The Born Free team, comprising teenagers who have themselves faced a tough childhood, introduced these children to sculpture, photography, music and dance. Both sides overcame linguistic barriers for 11 days to work and play together and strike a deep friendship.
“It has been a great and unforgettable experience,” says12-year-old Diwas, whose family migrated to Dornapal in search of work. “We were able to experience a few moments of laughter and fun with people we didn’t even know,” he adds.
On the final day of the celebrations, the children of Dornapal performed a musical play ‘Gondwanaland’ that narrated the history of the earth and the human struggle for survival. 36 schools in the camp gave students a day off so they could go see the play and enjoy other cultural activities.
Even though a recent violent incident in neighbouring Bijapur had created a gloomy environment, the celebrations lifted everyone’s spirits.. The singing and dancing attracted people of all ages. The participating children were ecstatic.
“This was the first time we were dancing to a rhythm and tune,” explains 15-year-old Rani. "I really hope we get such an opportunity again. I do not have words to express how happy I am to think these people (Born Free team) came from such far away places to give us this wonderful experience," she adds.
Fourteen-year-old Jyoti from the camp is thrilled while walking on stilts, a skill she acquired for her role of a demon terrorising the people of Gondwanaland.

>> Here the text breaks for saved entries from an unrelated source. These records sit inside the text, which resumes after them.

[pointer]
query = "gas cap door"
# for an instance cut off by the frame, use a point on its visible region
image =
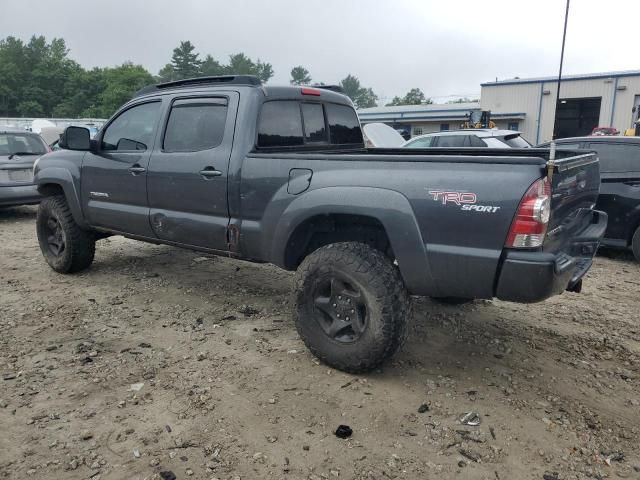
(299, 180)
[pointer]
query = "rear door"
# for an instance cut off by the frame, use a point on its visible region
(620, 190)
(187, 178)
(114, 182)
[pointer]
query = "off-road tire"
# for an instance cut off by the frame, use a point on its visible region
(452, 300)
(380, 286)
(79, 245)
(635, 244)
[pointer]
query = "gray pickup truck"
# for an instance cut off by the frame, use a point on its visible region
(281, 175)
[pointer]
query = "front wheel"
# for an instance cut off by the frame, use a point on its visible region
(65, 246)
(635, 244)
(352, 306)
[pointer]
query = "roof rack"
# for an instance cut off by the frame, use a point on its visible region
(333, 88)
(194, 82)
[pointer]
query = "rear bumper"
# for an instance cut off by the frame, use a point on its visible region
(528, 277)
(19, 195)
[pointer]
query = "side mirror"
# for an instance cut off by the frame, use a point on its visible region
(75, 138)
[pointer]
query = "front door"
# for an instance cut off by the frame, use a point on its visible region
(187, 179)
(114, 180)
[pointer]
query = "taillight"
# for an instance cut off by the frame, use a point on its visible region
(529, 226)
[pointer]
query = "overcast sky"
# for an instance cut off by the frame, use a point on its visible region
(444, 48)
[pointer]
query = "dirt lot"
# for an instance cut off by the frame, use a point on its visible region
(163, 360)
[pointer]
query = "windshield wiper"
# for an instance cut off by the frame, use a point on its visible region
(21, 154)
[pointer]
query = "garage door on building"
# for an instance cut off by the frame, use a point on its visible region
(577, 117)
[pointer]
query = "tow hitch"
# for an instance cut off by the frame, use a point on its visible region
(575, 287)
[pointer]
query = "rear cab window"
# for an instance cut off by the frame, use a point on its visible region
(293, 123)
(425, 142)
(195, 124)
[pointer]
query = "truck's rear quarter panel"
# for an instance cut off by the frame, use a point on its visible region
(462, 247)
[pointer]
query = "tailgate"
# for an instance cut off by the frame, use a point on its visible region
(575, 184)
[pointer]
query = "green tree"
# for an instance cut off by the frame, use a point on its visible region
(33, 76)
(362, 97)
(300, 76)
(211, 67)
(184, 63)
(240, 64)
(415, 96)
(121, 83)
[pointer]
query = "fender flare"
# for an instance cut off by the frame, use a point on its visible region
(62, 177)
(390, 208)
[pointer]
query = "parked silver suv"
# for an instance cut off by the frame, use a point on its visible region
(478, 137)
(19, 150)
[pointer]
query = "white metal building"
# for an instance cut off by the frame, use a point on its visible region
(610, 99)
(607, 99)
(418, 119)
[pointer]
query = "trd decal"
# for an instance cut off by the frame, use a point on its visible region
(465, 200)
(453, 197)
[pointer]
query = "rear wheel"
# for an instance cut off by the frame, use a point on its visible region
(452, 300)
(65, 246)
(352, 307)
(635, 244)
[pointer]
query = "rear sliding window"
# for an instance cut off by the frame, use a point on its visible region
(344, 127)
(280, 125)
(516, 141)
(617, 157)
(195, 125)
(314, 127)
(289, 123)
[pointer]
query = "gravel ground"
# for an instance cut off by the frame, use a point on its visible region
(163, 363)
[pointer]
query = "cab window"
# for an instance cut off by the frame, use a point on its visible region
(344, 126)
(132, 129)
(195, 124)
(280, 124)
(425, 142)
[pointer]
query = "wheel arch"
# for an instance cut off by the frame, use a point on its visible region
(59, 181)
(372, 215)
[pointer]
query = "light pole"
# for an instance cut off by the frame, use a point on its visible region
(564, 37)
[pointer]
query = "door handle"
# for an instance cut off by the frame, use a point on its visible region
(210, 172)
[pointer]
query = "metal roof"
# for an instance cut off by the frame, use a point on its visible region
(565, 78)
(432, 108)
(433, 112)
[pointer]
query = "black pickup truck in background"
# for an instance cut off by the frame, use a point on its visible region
(281, 175)
(620, 188)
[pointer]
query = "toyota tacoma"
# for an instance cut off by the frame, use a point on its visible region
(272, 174)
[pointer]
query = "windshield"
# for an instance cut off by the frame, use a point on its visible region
(21, 144)
(516, 141)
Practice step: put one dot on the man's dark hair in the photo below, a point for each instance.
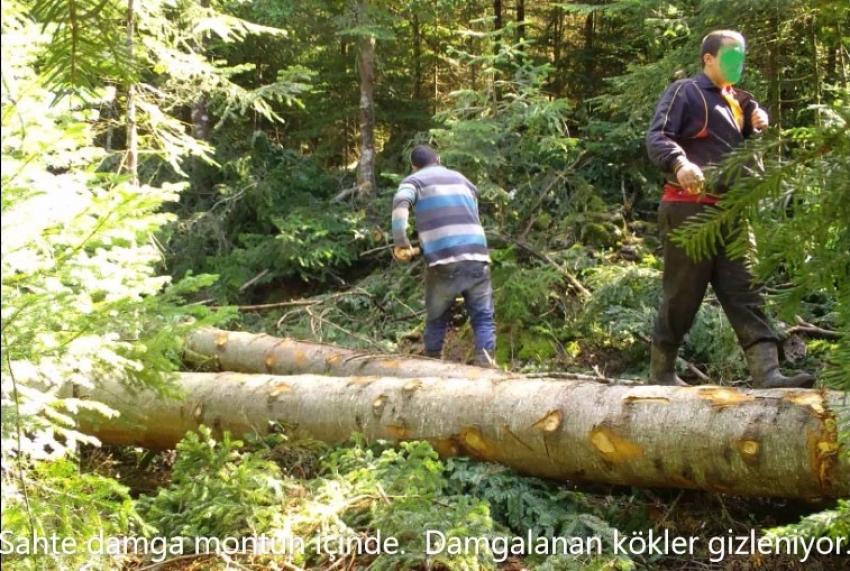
(714, 40)
(423, 156)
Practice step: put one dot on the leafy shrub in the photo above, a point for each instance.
(81, 511)
(216, 491)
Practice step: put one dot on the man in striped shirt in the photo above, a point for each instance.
(454, 246)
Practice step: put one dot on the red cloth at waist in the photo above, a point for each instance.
(678, 194)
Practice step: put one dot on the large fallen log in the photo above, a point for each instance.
(764, 443)
(219, 350)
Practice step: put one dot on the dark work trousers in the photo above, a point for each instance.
(443, 283)
(685, 281)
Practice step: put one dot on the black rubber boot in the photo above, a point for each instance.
(485, 358)
(662, 366)
(763, 361)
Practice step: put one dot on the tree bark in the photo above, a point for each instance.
(779, 443)
(366, 67)
(218, 350)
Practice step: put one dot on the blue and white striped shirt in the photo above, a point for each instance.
(446, 209)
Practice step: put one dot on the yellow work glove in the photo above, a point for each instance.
(405, 254)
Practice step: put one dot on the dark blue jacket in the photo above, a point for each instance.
(692, 119)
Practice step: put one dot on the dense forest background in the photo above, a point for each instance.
(170, 164)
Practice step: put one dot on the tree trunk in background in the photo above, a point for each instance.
(774, 93)
(201, 123)
(780, 443)
(520, 18)
(416, 27)
(132, 163)
(366, 67)
(218, 350)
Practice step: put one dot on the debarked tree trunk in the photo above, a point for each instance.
(219, 350)
(780, 443)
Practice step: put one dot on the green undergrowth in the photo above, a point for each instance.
(363, 494)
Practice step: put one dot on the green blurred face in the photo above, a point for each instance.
(730, 59)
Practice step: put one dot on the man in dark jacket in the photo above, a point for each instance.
(698, 121)
(454, 246)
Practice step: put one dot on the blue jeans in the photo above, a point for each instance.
(443, 283)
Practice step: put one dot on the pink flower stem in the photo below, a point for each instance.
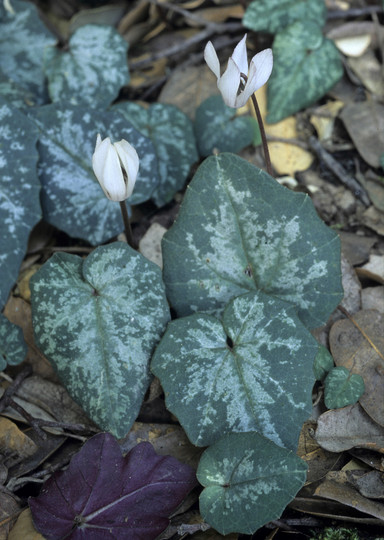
(127, 224)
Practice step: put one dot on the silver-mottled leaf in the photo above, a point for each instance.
(12, 345)
(19, 192)
(238, 230)
(252, 371)
(98, 320)
(248, 482)
(92, 71)
(306, 65)
(72, 198)
(219, 127)
(274, 15)
(172, 135)
(23, 38)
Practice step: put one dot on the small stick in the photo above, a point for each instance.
(338, 170)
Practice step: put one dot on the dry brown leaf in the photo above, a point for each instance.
(13, 442)
(337, 489)
(342, 429)
(365, 124)
(166, 439)
(188, 87)
(24, 528)
(358, 345)
(286, 158)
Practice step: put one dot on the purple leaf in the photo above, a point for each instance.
(105, 495)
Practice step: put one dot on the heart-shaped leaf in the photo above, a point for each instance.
(252, 371)
(172, 135)
(98, 320)
(323, 363)
(12, 345)
(274, 15)
(238, 230)
(306, 65)
(23, 38)
(248, 482)
(342, 388)
(103, 495)
(19, 192)
(218, 126)
(92, 70)
(72, 198)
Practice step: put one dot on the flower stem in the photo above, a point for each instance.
(263, 135)
(127, 224)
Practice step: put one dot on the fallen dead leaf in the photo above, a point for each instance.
(24, 528)
(336, 488)
(342, 429)
(286, 158)
(358, 345)
(364, 122)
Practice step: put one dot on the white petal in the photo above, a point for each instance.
(113, 181)
(239, 56)
(99, 156)
(210, 57)
(261, 68)
(130, 162)
(229, 83)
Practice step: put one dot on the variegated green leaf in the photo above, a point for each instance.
(98, 320)
(238, 230)
(19, 192)
(306, 65)
(172, 135)
(252, 371)
(12, 345)
(23, 38)
(72, 198)
(218, 127)
(274, 15)
(92, 71)
(248, 482)
(342, 388)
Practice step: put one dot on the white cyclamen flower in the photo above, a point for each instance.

“Photography, play-acting and sculpture were activities we could only dream about,” gushes 10-year-old Priyanka. “It has been such a pleasant change from our daily lives and we had an incredible time with these lovely people from Bangalore.”
The photography workshop was one of the most popular events.. Armed with cameras, around 60 children walked around Dornapal, capturing images that they thought best depicted life in the camp. Though almost all the children were using a camera for the first time, they exhibited startling photography acumen.
“While looking back at the pictures I can just imagine myself day dreaming and enjoying carefree moments like the children we clicked. I connected with my photographs and that is a great feeling,” says 15 year old Asha.
The days of incessant fun and learning raced by too quickly for the children of Dornapal and they bid a teary-eyed goodbye to the Born Free team. As they mentally relive those wonderful moments, the children are already looking forward to the next year’s celebrations.